One of the most gripping and disturbing is a psychiatric patient known sometimes as John Lamb. He gradually emerges as the charismatic leader of the Spirit's Tigers, an apocalyptic cult near the university. Byatt moves back to his childhood and the ghastly murders that derailed his life, sending him into the fiery tropes of the Bible for guidance.

Other narrators watch Lamb too, responding in various ways to his seductive theology. Letters from his Jungian analyst, for instance, to a colleague show the slow corrosion of the doctor-patient relationship. And a sociologist secretly studying the cult provides increasingly terrifying reports about its madness.

In the best tradition of chaos theory, everything in this story refolds to greater complexity. That can be maddening, but it's also fascinating. Where else can a religious maniac explain Kierkegaard's analysis of Abraham's faith, and keep you on the edge of your chair?

The most unnerving implications surround issues of faith in a world rapidly becoming convinced that all thought can be reduced to matter. Trapped in recurring hallucinations of blood, poor Lamb is lost in a thicket of theological symbolism that forces us to confront a blurry line between the mentally ill and the spiritually minded. The psychiatrists studying Lamb ask themselves how science will ever distinguish between a dangerous fanatic and a religious visionary.
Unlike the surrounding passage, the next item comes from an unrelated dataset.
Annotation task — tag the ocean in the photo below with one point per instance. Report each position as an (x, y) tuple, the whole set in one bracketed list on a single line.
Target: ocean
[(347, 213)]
On the university campus, even the scientists most devoted to snail and memory research sense something inadequate about their attempts to reduce all cognition to the activity of electricity in gray matter.

Jacqueline, a brilliant young student toiling in the sexist shadow of her adviser, cries out: "I don't know how I got myself so cocooned in my self. I want to be able to do the things people do - I want to live, not just to think." Ultimately, she needn't worry: There are forces within these characters - noble and shameless - that defy their rationality, that thwart their perfectly logical, Darwinian explanations and throw them into life with a vengeance.

Clearly, this is serious play for a writer who can make words do magic, and she's never been more intellectually lush than here. One senses in Byatt's witty satire of the antiuniversity a venting of authorial rage against lazy minds that fail to appreciate the accumulation of wisdom. And yet, the conflagration that ends the vice chancellor's quest for a Theory of Everything casts a humble light on the all-inclusive ambition of this remarkable quartet of novels.